The original implementation applies padding to the images which is not present in the Transformers library

JackBAI

Aug 28, 2024

Yes, just confirmed that this is true - people who also face this problem should check this out.

It might be because of image preprocessing settings, make sure to double check whether you are forwarding the same exact pixel values and input id’s through the model.

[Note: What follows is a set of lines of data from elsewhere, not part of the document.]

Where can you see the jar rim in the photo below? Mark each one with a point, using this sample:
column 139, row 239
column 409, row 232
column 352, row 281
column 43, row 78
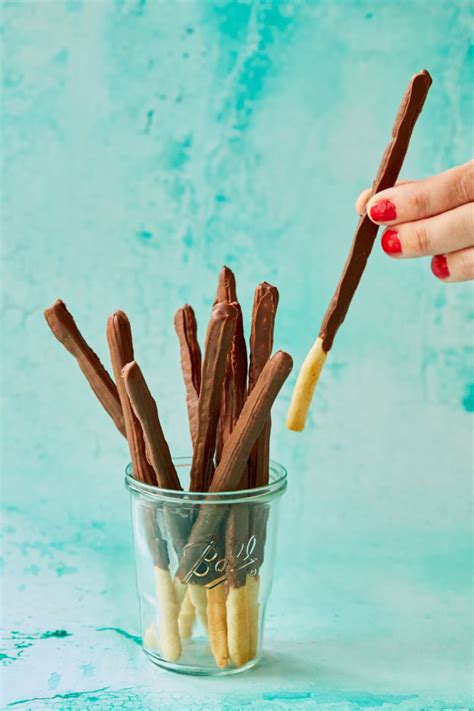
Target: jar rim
column 276, row 487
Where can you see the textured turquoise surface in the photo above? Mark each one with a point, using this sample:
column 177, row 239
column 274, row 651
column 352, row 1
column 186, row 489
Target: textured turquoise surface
column 145, row 145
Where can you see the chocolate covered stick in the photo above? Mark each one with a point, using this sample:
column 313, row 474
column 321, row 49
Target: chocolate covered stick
column 363, row 242
column 65, row 330
column 119, row 337
column 145, row 409
column 186, row 329
column 218, row 341
column 233, row 397
column 235, row 382
column 235, row 456
column 261, row 344
column 250, row 423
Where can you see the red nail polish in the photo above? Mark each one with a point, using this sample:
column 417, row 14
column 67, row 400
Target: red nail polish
column 439, row 266
column 383, row 211
column 391, row 242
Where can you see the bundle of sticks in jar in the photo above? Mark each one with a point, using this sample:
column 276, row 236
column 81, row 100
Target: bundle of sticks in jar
column 229, row 398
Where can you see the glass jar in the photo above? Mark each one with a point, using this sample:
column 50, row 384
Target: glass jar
column 204, row 571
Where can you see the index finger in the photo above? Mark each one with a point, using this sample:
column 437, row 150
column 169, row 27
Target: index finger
column 366, row 194
column 423, row 198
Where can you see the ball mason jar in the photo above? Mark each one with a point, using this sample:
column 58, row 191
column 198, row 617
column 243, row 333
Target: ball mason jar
column 204, row 567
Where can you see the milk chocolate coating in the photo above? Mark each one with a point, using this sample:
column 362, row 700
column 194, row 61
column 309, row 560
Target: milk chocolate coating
column 233, row 398
column 251, row 422
column 261, row 344
column 119, row 337
column 235, row 381
column 145, row 409
column 235, row 455
column 65, row 330
column 218, row 341
column 186, row 329
column 366, row 233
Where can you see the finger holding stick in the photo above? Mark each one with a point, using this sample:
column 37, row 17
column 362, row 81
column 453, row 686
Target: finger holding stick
column 361, row 248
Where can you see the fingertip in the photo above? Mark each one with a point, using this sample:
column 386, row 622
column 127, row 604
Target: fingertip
column 362, row 200
column 439, row 267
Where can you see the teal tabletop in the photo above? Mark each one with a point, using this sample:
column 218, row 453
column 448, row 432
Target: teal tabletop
column 145, row 144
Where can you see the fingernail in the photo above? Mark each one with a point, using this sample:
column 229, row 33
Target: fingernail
column 439, row 266
column 391, row 243
column 383, row 211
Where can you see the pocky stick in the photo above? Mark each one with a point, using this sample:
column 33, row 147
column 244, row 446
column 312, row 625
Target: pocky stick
column 361, row 248
column 65, row 330
column 186, row 329
column 119, row 337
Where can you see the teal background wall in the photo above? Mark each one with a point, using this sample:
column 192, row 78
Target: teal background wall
column 145, row 144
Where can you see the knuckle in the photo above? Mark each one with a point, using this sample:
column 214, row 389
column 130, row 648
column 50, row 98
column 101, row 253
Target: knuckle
column 470, row 219
column 421, row 202
column 421, row 238
column 465, row 183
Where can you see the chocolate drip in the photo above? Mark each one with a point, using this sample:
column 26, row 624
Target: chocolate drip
column 366, row 232
column 65, row 330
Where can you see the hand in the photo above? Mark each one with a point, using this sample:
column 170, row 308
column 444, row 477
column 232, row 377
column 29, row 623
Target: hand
column 429, row 217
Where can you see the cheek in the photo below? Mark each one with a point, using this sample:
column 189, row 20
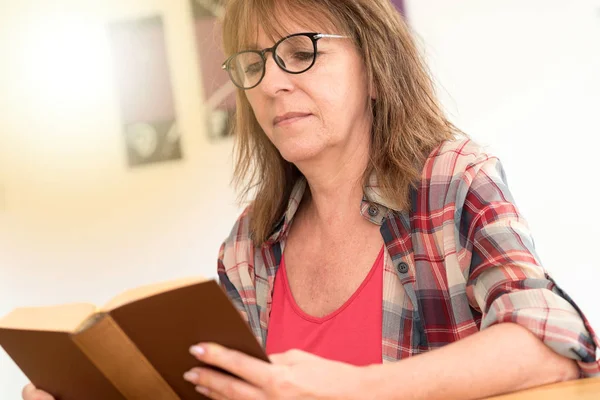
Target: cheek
column 260, row 110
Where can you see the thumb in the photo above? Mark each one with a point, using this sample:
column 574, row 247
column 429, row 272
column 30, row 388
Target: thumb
column 292, row 357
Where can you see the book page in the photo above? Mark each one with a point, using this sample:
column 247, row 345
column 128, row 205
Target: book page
column 62, row 318
column 142, row 292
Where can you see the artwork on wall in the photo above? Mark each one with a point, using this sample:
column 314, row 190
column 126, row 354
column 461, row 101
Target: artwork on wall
column 218, row 91
column 145, row 92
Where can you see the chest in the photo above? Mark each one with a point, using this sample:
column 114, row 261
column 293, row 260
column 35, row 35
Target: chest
column 323, row 275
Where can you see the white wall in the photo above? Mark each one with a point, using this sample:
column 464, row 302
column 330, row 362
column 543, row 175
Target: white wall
column 523, row 76
column 78, row 225
column 518, row 75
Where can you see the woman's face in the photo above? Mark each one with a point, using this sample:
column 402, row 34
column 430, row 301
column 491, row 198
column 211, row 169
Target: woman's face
column 323, row 112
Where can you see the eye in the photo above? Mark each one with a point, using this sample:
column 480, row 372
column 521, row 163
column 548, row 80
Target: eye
column 303, row 56
column 253, row 69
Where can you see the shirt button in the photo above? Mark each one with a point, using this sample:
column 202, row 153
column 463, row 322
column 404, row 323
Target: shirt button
column 373, row 210
column 403, row 267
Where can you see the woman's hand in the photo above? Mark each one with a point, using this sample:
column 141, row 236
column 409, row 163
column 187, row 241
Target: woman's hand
column 31, row 393
column 291, row 375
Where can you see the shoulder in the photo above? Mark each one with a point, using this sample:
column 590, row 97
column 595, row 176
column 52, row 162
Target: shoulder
column 457, row 159
column 238, row 247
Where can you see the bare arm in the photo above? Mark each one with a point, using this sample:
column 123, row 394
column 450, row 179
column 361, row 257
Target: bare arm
column 503, row 358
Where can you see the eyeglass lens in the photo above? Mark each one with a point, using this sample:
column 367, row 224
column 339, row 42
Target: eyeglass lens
column 295, row 54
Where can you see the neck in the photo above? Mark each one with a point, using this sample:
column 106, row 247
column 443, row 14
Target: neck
column 335, row 184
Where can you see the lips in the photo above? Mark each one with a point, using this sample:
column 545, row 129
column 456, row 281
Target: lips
column 289, row 117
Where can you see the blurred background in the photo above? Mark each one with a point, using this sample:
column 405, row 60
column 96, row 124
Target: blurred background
column 102, row 188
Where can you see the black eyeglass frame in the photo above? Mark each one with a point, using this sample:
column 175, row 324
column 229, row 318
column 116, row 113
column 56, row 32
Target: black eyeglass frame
column 313, row 36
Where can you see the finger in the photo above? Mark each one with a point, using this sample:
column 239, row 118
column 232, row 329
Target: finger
column 217, row 385
column 250, row 369
column 291, row 357
column 31, row 393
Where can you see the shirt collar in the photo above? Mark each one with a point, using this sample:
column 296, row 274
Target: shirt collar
column 374, row 206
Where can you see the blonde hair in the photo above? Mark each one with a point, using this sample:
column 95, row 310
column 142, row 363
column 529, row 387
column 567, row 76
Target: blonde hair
column 408, row 122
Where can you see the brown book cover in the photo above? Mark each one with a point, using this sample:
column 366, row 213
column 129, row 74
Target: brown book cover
column 135, row 347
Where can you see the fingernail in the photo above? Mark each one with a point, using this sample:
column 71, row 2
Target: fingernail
column 202, row 390
column 197, row 350
column 190, row 376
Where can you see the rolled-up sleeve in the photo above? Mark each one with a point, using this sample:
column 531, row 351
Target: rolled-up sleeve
column 506, row 281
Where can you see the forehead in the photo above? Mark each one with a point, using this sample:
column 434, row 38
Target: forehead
column 265, row 30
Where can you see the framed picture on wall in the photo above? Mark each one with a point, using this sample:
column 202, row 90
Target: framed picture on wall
column 145, row 92
column 218, row 91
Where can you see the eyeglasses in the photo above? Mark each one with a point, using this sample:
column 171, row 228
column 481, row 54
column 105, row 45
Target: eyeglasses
column 294, row 54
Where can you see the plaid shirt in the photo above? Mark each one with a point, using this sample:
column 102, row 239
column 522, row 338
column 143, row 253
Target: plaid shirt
column 460, row 261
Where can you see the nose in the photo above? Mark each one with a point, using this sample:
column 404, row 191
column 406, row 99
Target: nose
column 276, row 80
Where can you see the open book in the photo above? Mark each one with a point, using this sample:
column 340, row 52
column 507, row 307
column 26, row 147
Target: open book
column 135, row 347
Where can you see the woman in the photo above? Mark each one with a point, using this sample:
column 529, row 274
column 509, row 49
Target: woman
column 377, row 231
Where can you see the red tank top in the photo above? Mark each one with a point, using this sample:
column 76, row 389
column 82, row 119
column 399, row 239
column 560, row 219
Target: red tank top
column 351, row 334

The original implementation applies padding to the images which is not present in the Transformers library

nielsr

Llava Hugging Face org Aug 28, 2024

Could you open an issue on the Transformers library? I had an implementation which 100% matches it, we could update the image processor.

JackBAI

Aug 28, 2024

Done, please see https://github.com/huggingface/transformers/issues/33175.

ha1772007

Aug 30, 2024

can you provide unconverted Llama Part Weights which is used for qwen-interleave-0.5B for single image or multiple image
https://huggingface.co/llava-hf/llava-1.5-7b-hf/discussions/26#66436cdfbf8f506d97a36a41

RaushanTurganbay

Llava Hugging Face org Aug 30, 2024

@ha1772007 you mean the original weights? They can be found here (https://huggingface.co/collections/lmms-lab/llava-next-interleave-66763c55c411b340b35873d1)

MilchstraB

Nov 24, 2024

Done, please see https://github.com/huggingface/transformers/issues/33175.

@JackBAI What should I do to ensure the same image preprocessing setting as LLaVA with Transformers library? I see that they seem to have added a do_pad parameter to control how the image is processed, but I can't find the corresponding code in the main branch of the Transformers library.